L’honnête citoyen – au sens où l’entend l’Etat nounou – est un grand enfant calme et soumis. Le libéral est indépendant et tumultueux. Il s’indigne des dérives d’un Etat devenu le dieu d’une nouvelle religion dont nombre de fonctionnaires et leurs syndicats sont les pasteurs autoritaires. Les premiers révolutionnaires de 1789 étaient des libéraux, à l’instar de ceux des prochaines révolutions. Ils sont les acteurs des mutations technologiques qui changeront le monde de demain : production d’énergies renouvelables et propres, nouvelles formes d’enseignement et d’apprentissage grâce aux nouvelles technologies, substitution de nouveaux outils performants aux Etats régaliens inefficaces ou abusifs pour assurer la protection de nos droits, de nos richesses et de notre vie privée, nouvelles formes de solidarité, modification et décentralisation des pratiques démocratiques, évolution du travail et des modalités d’échange, transhumanisme…

Les libéraux ne voient pas le monde comme une source de déclin et de menaces, contrairement aux réactionnaires – essentiellement situés aujourd’hui à gauche de la gauche -, même s’ils ne nient pas les dangers qui nous menacent.
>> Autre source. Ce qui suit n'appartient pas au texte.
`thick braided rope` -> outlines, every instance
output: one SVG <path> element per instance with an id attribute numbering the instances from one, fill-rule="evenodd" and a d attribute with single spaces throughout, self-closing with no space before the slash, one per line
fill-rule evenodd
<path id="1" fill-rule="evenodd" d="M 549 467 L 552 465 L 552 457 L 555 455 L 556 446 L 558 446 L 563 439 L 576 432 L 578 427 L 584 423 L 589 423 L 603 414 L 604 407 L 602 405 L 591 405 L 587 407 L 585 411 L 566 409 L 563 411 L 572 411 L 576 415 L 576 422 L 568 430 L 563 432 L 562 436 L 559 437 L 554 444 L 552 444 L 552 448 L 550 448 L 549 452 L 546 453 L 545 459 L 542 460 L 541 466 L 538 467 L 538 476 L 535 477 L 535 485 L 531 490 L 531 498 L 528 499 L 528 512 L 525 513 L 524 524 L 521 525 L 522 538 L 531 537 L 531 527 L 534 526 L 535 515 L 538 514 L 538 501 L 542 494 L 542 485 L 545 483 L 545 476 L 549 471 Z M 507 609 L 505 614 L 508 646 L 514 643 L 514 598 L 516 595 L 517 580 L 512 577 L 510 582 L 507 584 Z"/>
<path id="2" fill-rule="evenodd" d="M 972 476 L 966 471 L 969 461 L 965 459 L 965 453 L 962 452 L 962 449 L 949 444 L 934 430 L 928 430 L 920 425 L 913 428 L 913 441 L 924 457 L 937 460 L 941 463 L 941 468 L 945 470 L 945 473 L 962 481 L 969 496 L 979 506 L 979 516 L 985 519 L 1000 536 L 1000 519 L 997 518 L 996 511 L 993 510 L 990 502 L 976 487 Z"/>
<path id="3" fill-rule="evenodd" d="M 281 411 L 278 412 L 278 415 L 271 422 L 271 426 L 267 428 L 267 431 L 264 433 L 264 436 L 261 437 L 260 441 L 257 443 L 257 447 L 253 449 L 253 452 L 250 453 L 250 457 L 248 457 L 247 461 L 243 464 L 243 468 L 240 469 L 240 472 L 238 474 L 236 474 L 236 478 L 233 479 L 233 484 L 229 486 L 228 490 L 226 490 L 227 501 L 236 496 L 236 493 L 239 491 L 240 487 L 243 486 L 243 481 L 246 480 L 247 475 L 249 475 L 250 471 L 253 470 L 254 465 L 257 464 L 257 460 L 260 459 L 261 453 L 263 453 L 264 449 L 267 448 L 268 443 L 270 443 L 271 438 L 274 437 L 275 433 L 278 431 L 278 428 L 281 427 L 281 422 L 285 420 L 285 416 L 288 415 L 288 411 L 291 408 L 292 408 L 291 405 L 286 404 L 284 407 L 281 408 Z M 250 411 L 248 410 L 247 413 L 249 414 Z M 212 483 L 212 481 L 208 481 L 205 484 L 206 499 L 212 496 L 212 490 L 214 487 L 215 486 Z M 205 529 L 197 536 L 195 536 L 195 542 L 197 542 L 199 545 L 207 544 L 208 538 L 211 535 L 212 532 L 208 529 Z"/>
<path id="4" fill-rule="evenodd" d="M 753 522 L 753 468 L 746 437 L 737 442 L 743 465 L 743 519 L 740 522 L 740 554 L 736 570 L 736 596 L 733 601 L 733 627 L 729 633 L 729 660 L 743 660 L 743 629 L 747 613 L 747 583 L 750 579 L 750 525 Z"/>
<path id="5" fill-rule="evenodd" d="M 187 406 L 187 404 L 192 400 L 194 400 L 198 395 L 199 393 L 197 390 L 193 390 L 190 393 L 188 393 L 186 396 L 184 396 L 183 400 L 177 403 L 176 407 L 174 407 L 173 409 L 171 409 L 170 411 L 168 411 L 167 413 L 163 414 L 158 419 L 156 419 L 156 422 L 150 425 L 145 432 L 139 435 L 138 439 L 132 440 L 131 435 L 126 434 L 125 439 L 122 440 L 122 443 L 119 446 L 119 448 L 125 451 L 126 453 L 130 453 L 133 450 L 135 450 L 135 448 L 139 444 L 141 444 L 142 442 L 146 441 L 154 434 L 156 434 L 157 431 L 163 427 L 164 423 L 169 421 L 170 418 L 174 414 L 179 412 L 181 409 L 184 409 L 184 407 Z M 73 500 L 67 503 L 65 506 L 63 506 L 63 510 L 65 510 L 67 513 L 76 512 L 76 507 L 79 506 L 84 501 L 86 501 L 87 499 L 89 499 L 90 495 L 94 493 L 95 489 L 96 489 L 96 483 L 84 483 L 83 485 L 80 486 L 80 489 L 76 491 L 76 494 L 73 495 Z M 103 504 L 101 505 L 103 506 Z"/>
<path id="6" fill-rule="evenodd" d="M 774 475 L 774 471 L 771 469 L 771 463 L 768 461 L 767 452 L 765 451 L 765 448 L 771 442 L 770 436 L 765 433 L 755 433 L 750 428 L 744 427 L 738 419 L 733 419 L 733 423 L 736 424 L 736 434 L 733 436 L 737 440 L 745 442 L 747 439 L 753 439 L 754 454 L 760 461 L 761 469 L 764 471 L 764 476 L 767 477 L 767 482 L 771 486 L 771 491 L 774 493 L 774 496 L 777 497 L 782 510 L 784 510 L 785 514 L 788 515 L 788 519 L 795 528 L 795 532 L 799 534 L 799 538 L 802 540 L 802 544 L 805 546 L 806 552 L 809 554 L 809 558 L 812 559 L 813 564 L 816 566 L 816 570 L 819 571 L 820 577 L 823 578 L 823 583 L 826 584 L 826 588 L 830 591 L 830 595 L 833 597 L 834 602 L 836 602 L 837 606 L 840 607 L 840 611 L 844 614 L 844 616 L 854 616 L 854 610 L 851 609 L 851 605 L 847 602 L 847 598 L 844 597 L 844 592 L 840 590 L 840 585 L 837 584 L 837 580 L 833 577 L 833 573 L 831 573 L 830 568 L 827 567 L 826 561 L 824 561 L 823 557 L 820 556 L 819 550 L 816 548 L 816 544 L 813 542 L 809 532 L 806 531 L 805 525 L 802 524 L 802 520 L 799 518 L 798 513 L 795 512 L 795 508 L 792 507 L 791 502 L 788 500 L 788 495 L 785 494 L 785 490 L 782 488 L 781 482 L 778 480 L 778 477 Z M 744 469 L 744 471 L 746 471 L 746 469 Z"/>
Ils cherchent constamment à découvrir de nouveaux territoires, à innover. Ils défendent le renforcement spontané des liens qui assurent la cohésion d’une société ouverte, par les citoyens qui la composent d’en bas plutôt que par l’arbitraire de ses dirigeants. Ils ne cherchent pas à protéger les gens contre eux-mêmes en les déresponsabilisant mais au contraire à permettre à chacun de chercher son propre bonheur, fût-ce au prix de quelques vices et travers. L’humanité verra toujours s’opposer ceux qui pensent pouvoir calibrer un bonheur collectif – menu unique pour tous – à ceux qui protègent la liberté de chacun – menu à la carte – de construire son propre destin.
De même que nos bien-pensants anti-libéraux ont été surpris par les derniers scrutins italien, américain et britannique, ils semblent tout autant désarçonnés par l’émergence de « grands candidats » qui acceptent l’étiquette libérale en France, Emmanuel Macron à gauche, François Fillon à droite. A croire que les Français ont gardé une petite lueur libérale au fond d’eux-mêmes malgré l’effort constant de rééducation par les grands médias, l’Education nationale, les dirigeants politiques issus du même sérail, les corporatismes et toutes nos institutions toutes plus anti-libérales les unes que les autres. La liberté a connu l’hiver rigoureux de la pensée officielle en France, elle devrait bientôt éclore et retrouver sa vivacité au cours du printemps qui s’annonce. Les libéraux sont plus vivants que jamais.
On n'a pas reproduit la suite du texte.